The irony of LLM hallucinations


The advent of LLMs (Large Language Models) has been nothing short of revolutionary. Building intelligence from text (and code), is something that I didn't think would be likely. One may argue about the essence of it, but the result is undeniable, and it's only a start.

We now have a seed of alien intelligence, and it's something that is improving possibly at an exponential rate. This is the real deal, but it comes with some flaws.
One common complaint about LLMs is that of the "hallucinations" that they can produce. An hallucination in this context is generated information that is patently untrue, presented without any hesitation. It's a kind of delivery that our human brain finds uncharacteristic of an intelligent being.

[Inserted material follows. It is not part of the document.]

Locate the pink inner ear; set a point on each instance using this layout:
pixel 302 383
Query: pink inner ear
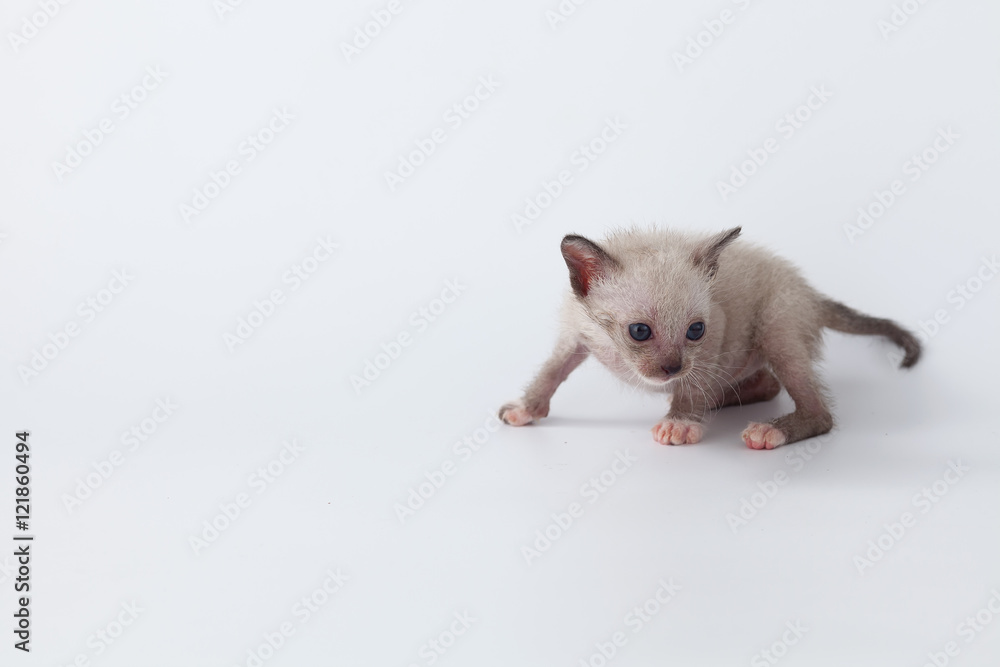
pixel 586 269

This is something that I think it's probably already fixable (see my ChatAI project) with some forms of cross-referencing, and it's not yet deployed due to resources required. I don't consider this to be a major issue for the future, but it's something that got me thinking...

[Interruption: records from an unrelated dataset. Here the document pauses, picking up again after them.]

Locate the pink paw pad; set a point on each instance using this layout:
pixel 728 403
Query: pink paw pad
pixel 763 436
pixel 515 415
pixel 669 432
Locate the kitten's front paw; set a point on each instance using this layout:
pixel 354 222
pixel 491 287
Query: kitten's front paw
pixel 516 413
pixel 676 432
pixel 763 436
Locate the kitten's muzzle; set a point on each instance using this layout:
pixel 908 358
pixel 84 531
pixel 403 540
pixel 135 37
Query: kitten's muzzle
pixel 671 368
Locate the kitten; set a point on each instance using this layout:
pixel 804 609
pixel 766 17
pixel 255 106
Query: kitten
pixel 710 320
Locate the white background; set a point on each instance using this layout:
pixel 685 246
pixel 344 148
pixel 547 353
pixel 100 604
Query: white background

I think that it's ironic how quickly we point the finger at the flaws of these systems, while at the same time we're so inherently flawed to such a depth that we don't yet fully realize it. As AI will improve, this will become more evident, and at some point we'll have to do some introspection and see if we can afford to go on as we have had so far.

Humans live in a bubble of total delusion, both at the individual and at the mass level. Our delusion is not simply an existential one, which would be a noble thing, but it's lower level than that: we lie to ourselves and to others on a constant basis due to tribalism and indoctrination that we receive from the day that we're born.

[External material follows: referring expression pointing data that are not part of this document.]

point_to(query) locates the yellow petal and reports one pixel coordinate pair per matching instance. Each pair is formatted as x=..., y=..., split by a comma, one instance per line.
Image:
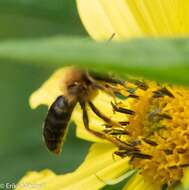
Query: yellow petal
x=98, y=168
x=138, y=182
x=185, y=180
x=134, y=18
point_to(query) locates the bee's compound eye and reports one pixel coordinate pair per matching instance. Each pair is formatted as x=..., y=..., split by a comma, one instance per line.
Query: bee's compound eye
x=60, y=104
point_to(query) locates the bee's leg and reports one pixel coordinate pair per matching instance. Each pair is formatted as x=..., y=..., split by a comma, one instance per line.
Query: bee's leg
x=115, y=141
x=102, y=116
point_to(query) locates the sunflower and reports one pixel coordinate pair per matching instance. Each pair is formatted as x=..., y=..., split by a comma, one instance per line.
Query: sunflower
x=153, y=117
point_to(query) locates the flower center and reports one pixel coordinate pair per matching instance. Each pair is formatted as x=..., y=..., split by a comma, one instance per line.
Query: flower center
x=158, y=129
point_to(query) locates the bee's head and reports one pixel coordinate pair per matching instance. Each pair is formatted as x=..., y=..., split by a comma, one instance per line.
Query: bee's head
x=75, y=82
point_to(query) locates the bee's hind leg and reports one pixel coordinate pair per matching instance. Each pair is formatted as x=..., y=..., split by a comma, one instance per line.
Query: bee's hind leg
x=104, y=136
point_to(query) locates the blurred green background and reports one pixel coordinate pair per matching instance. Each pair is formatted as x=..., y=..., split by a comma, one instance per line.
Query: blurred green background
x=21, y=146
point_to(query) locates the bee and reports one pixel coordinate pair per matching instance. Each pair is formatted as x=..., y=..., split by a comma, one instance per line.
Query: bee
x=80, y=87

School, corporations, governments, religious groups, politicians, journalists, experts, scholars, you name it. There's a constant stream of delusional, selfish, malicious or clueless people that poison the well at the higher level, constantly crippling society.
Corruption, thirst for power, idealism, anything for which "the end justifies the means" is usually a sign that something is rotten and is going to hold back progress.

Perhaps we thought that in the information age things would get better, but what we got is information overload, and most of it is biased and purposely given to us to steer us in one direction or another.
The information age clearly didn't bring the sort of enlightenment that we may have hoped for, but perhaps the AI models (especially the open sourced ones) will start to help the individual to deal with the problem of information overload that has been crippling us.

Regardless, I think that we should be more humble when we criticize the flaws of the current AI models, and take that a as jumping point to do a little more introspection and realize how much we can and should improve ourselves.

I know that AI will improve. The question is whether we will improve as well.